Como lidar com pacientes com transtornos mentais?

Mesmo sabendo que pessoas com transtornos mentais cronificados precisam de um suporte especializado, é muito comum o sentimento de culpa nos familiares.

Todos conhecem alguém que já passou por uma internação em um hospital tradicional. Seja por uma intoxicação alimentar, uma crise de pressão alta ou mesmo uma doença mais severa, o fato é que a internação é um procedimento comum e muito importante para salvar vidas.

No entanto, quando o tema é saúde mental, o debate é muito mais complexo pelo tabu que ainda existe na sociedade, trazendo o sentimento de vergonha e culpa ao paciente e familiares.

Segundo o Ministério da Saúde, cerca de 3% da população brasileira apresenta transtornos mentais severos e persistentes.
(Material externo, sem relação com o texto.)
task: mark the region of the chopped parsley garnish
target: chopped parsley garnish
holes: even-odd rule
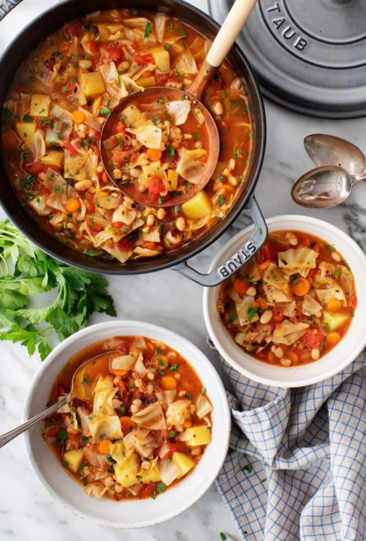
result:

Assim como em qualquer condição médica grave, pessoas com esquizofrenia, depressão, transtorno bipolar ou dependência química podem se beneficiar muito de uma internação, mas os tabus envolvidos no tema impedem que muitos pacientes e seus familiares busquem o serviço.

“O preconceito e o estigma ainda transitam como se a internação funcionasse como castigo e punição para o indivíduo que é acometido por um transtorno mental com surtos graves e agudos e em sofrimento intenso.”, explica Isabel Castelo Branco, Acompanhante Terapêutica e Coordenadora da Residência Terapêutica da Holiste Psiquiatria.

O que são pacientes psiquiátricos crônicos?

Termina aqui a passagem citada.